Ok, das meiste davon sind fehlende HTML-Umschriften bei den $_GET-Parametern im & der Links. Ein paar fehlende </li>-Tags hat mir die w3c-Prüfung ebenfalls angezeigt. 

Im Konqueror sieht nur das "Kunde werden"-Feld etwas klein aus, und im Seamonkey laufen die Eingabefelder für Login und Pin aus dem Rand rechts heraus. 

Meine Empfehlgung:

Nimm Opera, oder beschwer Dich bei der Sparkasse, dass sie 'ne kompetente Firma an die Programmierung ihres Webportals lassen sollen. 

Nachtrag: 

Wie ich's mir dachte. Die Seite ist auf IE6 optimiert, denn da funktioniert sie fehlerlos.

----------

## Evildad

Bei mir mit Firefox 3 sieht die Seite eigentlich gut aus.

Auflösung ist 1400*1050.

http://img530.imageshack.us/my.php?image=testfy2.png

----------

## Vortex375

Ich hatte bei meinem Firefox3 auch mal Probleme mit der Seitendarstellung. Geholfen hat bei mir, das Firefox-Profil komplett zu löschen, bzw. ein neues Profil anzulegen. Deine Lesezeichen usw. kannst du ja vorher exportieren und im neuen Profil wieder importieren, es sollte also nichts verloren gehen.

----------

## Hollowman

@Vortex375

Der Tipp war super. Jetzt köappt das auch wieder mit der Seite.

Einfach ~/.mozilla/firefox löschen.

Sebastian

----------

## musv

Das hat mich jetzt stutzig gemacht. Also hab ich den Tipp mit dem Löschen auch mal getestet. 

-> Verzeichnis .mozilla/firefox nach .mozilla/firefox.bak verschoben

-> Seite geladen

Und ja, auf einmal wurde die Seite ohne Fehler angezeigt. Dann hab ich begonnen, meine ganzen Einstellungen wiederherzustellen - Addons, Themes, Schriftart, Cache, Sicherheit,... Und siehe da, der Fehler kam wieder. 

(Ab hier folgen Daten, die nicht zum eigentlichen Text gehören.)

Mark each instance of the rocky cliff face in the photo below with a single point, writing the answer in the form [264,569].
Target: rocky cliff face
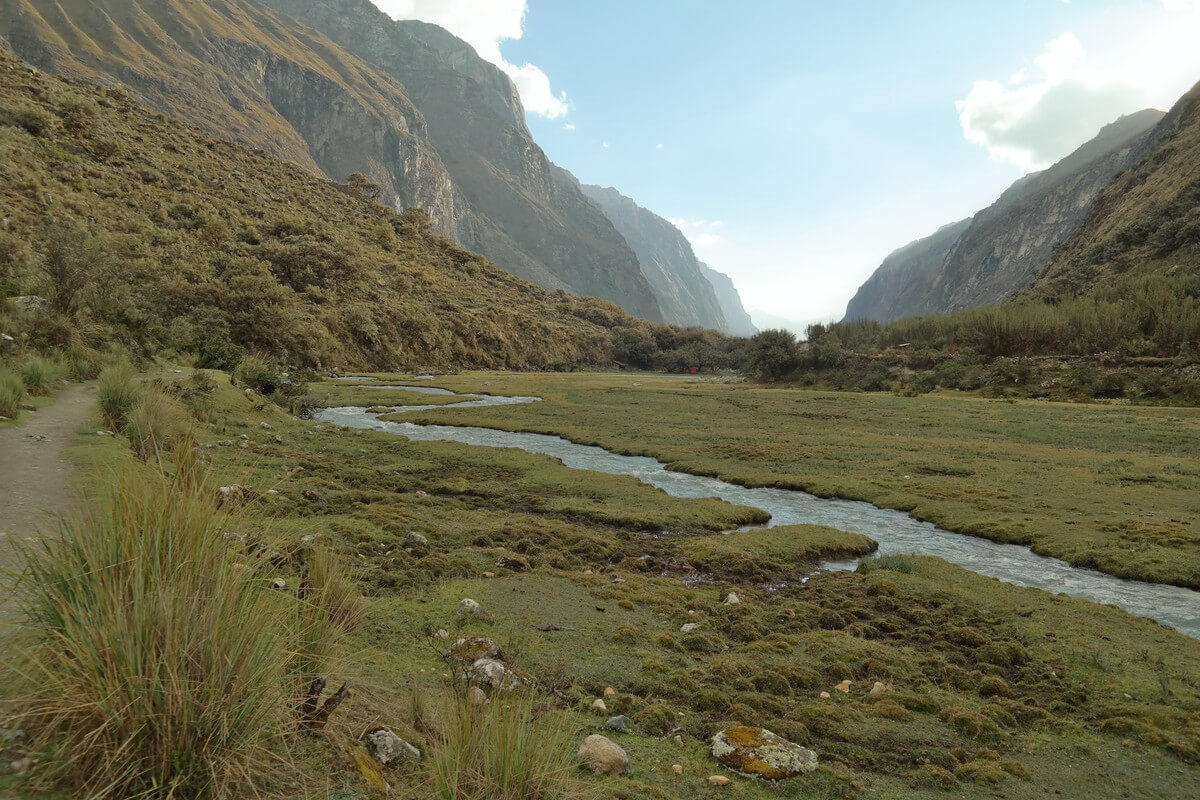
[247,74]
[737,320]
[516,212]
[1005,247]
[666,257]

Bei mir war's die Schriftgröße. Per default hat Firefox eine Schriftgröße von 16pt eingestellt. Da wird die Seite der Spaßkasse auch richtig angezeigt. Stellt man jetzt mal die Schriftgröße auf was kleineres, verschiebt sich der Seitenaufbau. Bei mir war die Standardschriftgröße auf 13.

----------